Two circle pictures show a young blond girl, who is looking through a book and playing outside in a garden.

The Oxford Dictionary defines hygge as “a quality of coziness and comfortable conviviality that engenders a feeling of contentment or well-being…..”

This approach also encourages children to grow up with a love for nature, outdoor learning and learning for sustainability. To achieve this, we are committed to each of our nurseries having a qualified Forest School Lead and Outdoor Champion.

Quality is assured through ongoing self-evaluation, professional development and tailored training and qualifications that are provided by in-house specialists and by sector experts.

Discover career opportunities at Nära Nurseries


“Play is the work of the child.”

– Maria Montessori

Our approach recognises that the most effective pedagogical practice critically includes the provision of enabling indoor, outdoor and emotional environments which foster learning and play.

Therefore, our environments are carefully planned and resourced to support and extend learning.
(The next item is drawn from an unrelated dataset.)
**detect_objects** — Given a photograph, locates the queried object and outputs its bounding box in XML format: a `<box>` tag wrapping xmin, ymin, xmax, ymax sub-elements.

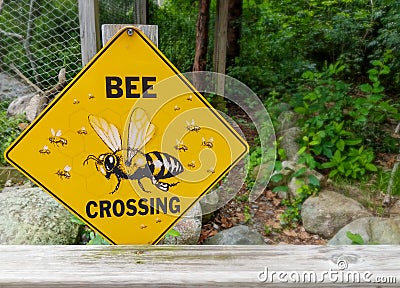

We are on a mission to create enabling environments in our nurseries which provide children with direct access to resources and experiences, both real and imaginary, that they may not otherwise receive at home.

Constant, thoughtful enhancements are made to this continuous provision which allow children to solve problems, interact with each other and develop their imaginations.

Online Learning Journal – Blossom

“Children learn from everything they experience, wherever they are and whoever they are with. The greater the continuity between home and setting, and the richer the learning environment in both, the more children will benefit.”

– Wheeler and Connor

Each child’s learning journey is unique and having a solid approach to observation and assessment means our educators have the knowledge they need to plan effective teaching to support learning and development. At Nära, we use an online learning journal called Blossom to document our ongoing observations and assessments of children’s achievements.

Blossom is a fully secure system which can be accessed via a parent app or website. The system not only allows parents to access information about their child’s achievements within our nursery, but also enables them to be active contributors to the journal. The observations are brought to life using photographs and video clips, so not only do they support the process of teaching, but they also provide parents with a treasured journal of their child’s time with us.

Further information about Blossom can be found here.

Treasured journal
Home-nursery links

To capture the significant memories of each child’s learning journey and to support our approach to playing and learning, we encourage parents to use Blossom and share photographs and anecdotes that tell the story of their child’s life outside of the nursery.

This is a valuable contribution to the child’s learning journey, as it provides a view of the child in a different context, and also strengthens the home-nursery links. Key persons can then plan experiences based on the information given to them by parents.

For example, a parent may share an observation that a child visited the local castle with his grandparents at the weekend and was fascinated by the turrets. From there, the key person can plan for provocations and projects to support the child’s learning and development. For example, researching castles online, looking at blueprints of castles, and using mathematical graphics to design their own castles before using the blocks and props to create their own structure.